On Tuesday, Rebecca McLennan continued our symposium on carceral labor by untangling the nineteenth-century roots of mass incarceration. While popular historical narratives often trace the origins of penal labor to the post-Civil War South, this familiar story overlooks the vast system of forced penal servitude that took shape in the antebellum North. As she writes, “Although the Thirteenth Amendment underwrote the drive to push convicted freed people back into bondage and hard labor, it also constitutionalized a brutal system of penal involuntary servitude that had been operating in the United States for more than four decades before the Civil War. Indeed, the amendment was as much a capstone as a foundation.” Beyond supplementing the dominant historical narrative of the southern origins of forced prison labor, McLennan also provides a brief historical explanation for the kinds of work that prisoner laborers are currently forced to perform (as detailed in Erin Hatton’s opening post for the series): “Beginning in the 1880s, waged workers and labor organizers, who objected to competing with cheap convict labor, and manufacturers who found it hard to compete against prison contractors in the same line of business, successfully forced state after state to abolish contract prison labor. By 1910 most states had prohibited or ceased both the hiring out of prison workers to private interests and the sale of prison-made goods on the ‘open’ market. New Deal legislation then effectively closed the remaining interstate trade in prison-made goods…. Administrators cobbled together a system that, much like our own, forced prisoners to work, though almost always for the institution or state, in a service capacity, and in such a way that would not compete directly with organized labor.”

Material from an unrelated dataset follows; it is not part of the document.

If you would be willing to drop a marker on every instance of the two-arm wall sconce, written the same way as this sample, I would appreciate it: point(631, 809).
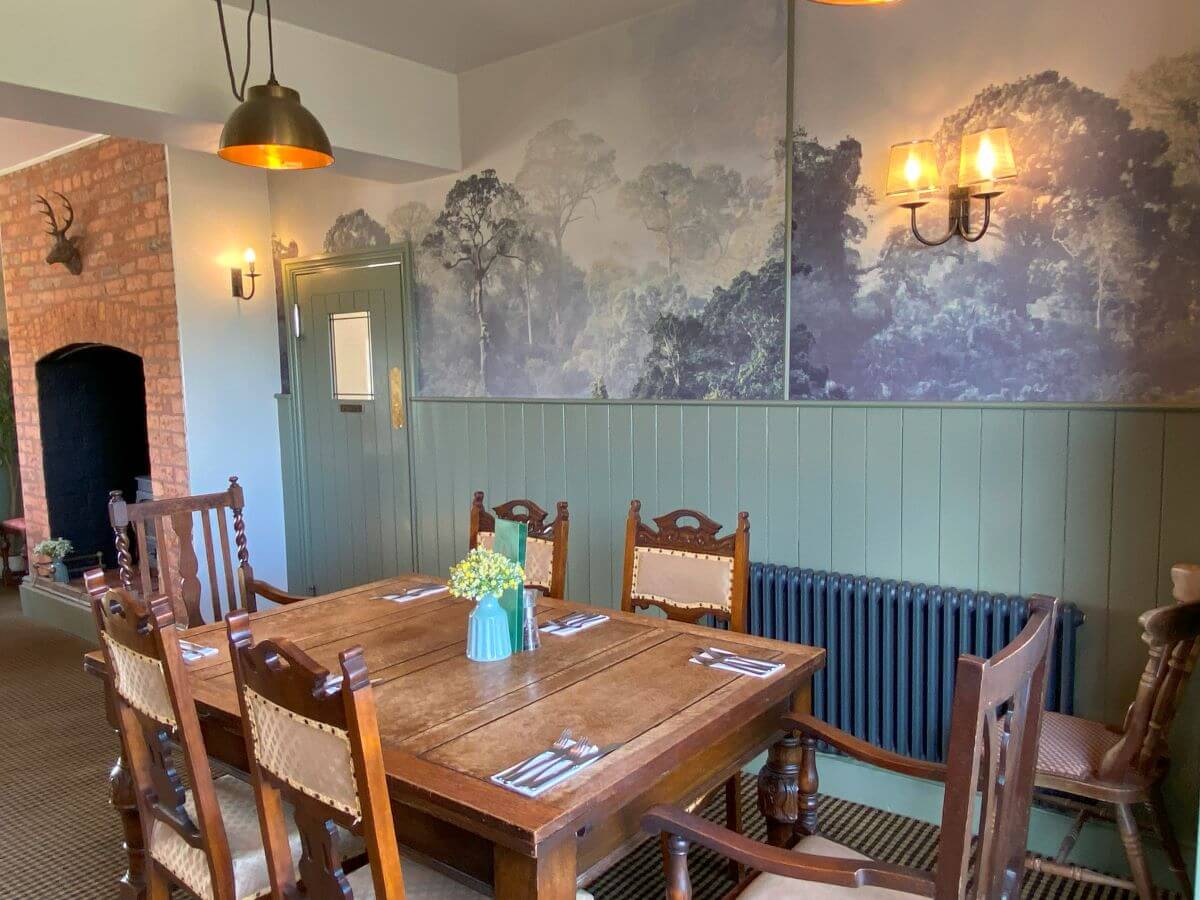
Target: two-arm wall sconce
point(985, 161)
point(238, 277)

And on Thursday, Stephen Wilson, Minali Aggarwal, Jacqueline Groccia, and Lydia Villaronga continued the series by describing The Work and Us, a new research project dedicated to understanding prison labor from the stories and perspectives of imprisoned people. As the authors write, “By recognizing imprisoned people as experts of their own experiences, The Work and Us aims to develop a more nuanced understanding of the issue of labor behind bars. Through this, we can help build better campaigns that are reflective of this diversity, rather than pursuing symbolic or one-size-fits-all legislation. The survey not only provides localized perspectives and insights from underrepresented groups of prisoners but also serves as an intervention, aiming to complicate conversations inside and outside prison walls and expand our imagination with respect to how prison labor relates to the goal of abolition.”

In LPE Land

Coolest job alert: The Law and Political Economy Project (that’s us!) is looking to hire a Deputy Director. The position involves leading or collaborating on specific elements of LPE programming, such as organizing events and conferences, developing partnerships with other organizations, facilitating the growth of the LPE student chapters, and developing LPE NYC, our first regional node. Join us!

What is Green Banking? And are green banks the key to a Just Transition? Saule Omarova and Ilmi Granoff discuss these issues with Columbia’s LPE Society.

Registration for Money as a Democratic Medium 2.0 is now open, and the line-up of speakers looks absolutely incredible.

Yet more evidence this week that post-Bruen America is going to be awash in guns. Perhaps we shouldn’t sit on our hands until 2065 in hopes of taking back the Court.

In the NYT, Jed Britton-Purdy argued that we should begin politicizing the courts right now. State Supreme Court candidates, for instance, should more aggressively campaign on substantive issues, such as voting rights and reproductive rights, as Judge Janet Protasiewicz recently did in Wisconsin.

And, finally, in case you missed it, we ran a short video (!) explainer about the basis of the Major Questions Doctrine.